Lisette Lombé © karel duerinckx

Lisette Lombé se promène sur le même bitume que tout le monde… mais son regard y distingue d’autres choses. Elle nous livre ici ses humeurs poétiques.

Je me suis vraiment demandé comment faire résonner avec justesse mes premiers mots de l’année, ici, sur cette page, tant l’année 2020 fut marquée par les certitudes foulées au pas, les ascenseurs émotionnels et le sens à chercher sous le moindre caillou.

Ce qui est beau c’est que, malgré tout ce qui a pu survenir et tout ce qui survient, malgré la confiscation de l’espace public, malgré les panneaux à sens unique, malgré le couvre-feu, la rue reste la rue.
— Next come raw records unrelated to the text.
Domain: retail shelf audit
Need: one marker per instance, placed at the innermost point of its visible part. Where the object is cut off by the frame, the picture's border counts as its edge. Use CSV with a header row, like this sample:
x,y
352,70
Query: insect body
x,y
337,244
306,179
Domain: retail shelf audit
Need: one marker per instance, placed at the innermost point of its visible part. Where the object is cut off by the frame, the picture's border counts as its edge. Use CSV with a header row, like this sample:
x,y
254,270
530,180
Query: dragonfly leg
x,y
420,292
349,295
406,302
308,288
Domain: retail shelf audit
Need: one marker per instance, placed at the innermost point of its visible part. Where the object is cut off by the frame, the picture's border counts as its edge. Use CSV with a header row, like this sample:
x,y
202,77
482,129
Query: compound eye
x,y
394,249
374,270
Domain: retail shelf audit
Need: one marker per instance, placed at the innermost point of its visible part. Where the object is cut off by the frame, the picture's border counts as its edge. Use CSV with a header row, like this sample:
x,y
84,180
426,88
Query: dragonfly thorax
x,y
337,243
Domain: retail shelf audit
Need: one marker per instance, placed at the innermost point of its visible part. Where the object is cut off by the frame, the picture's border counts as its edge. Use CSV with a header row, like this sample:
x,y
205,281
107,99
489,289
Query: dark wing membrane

Elle continue d’être potentiellement un lieu fédérateur pour les revendications, les questionnements collectifs et elle conserve ce pouvoir de nous guider si nous l’écoutons en poètes. L’attention portée au monde, à la parole de l’autre, aux détails, c’est toute la raison d’être de ces trottoirs philosophes.

Je remercie donc cette femme en chapka blanche, que je croise de temps à autre dans mon quartier, comme on croise une apparition. Hier, en grande conversation devant une boulangerie artisanale, elle m’a offert, sans le savoir, un chemin d’écriture. Elle a dit à une autre femme, qui lui arrivait juste en-dessous de l’épaule, que l’on pouvait simplement se souhaiter d’être en vie et que c’était déjà pas mal, vu ce qu’on venait de traverser. On aurait dit que l’autre femme buvait ses paroles comme les enfants qui ouvrent grand la bouche pour avaler des flocons de neige. Moi aussi, j’ai bien envie de me sentir comme ces enfants. Alors oui, c’est ce que je nous souhaite aussi et du fond du coeur: nous sentir en vie.

‘C’est ce que je nous souhaite aussi et du fond du coeur: nous sentir en vie.’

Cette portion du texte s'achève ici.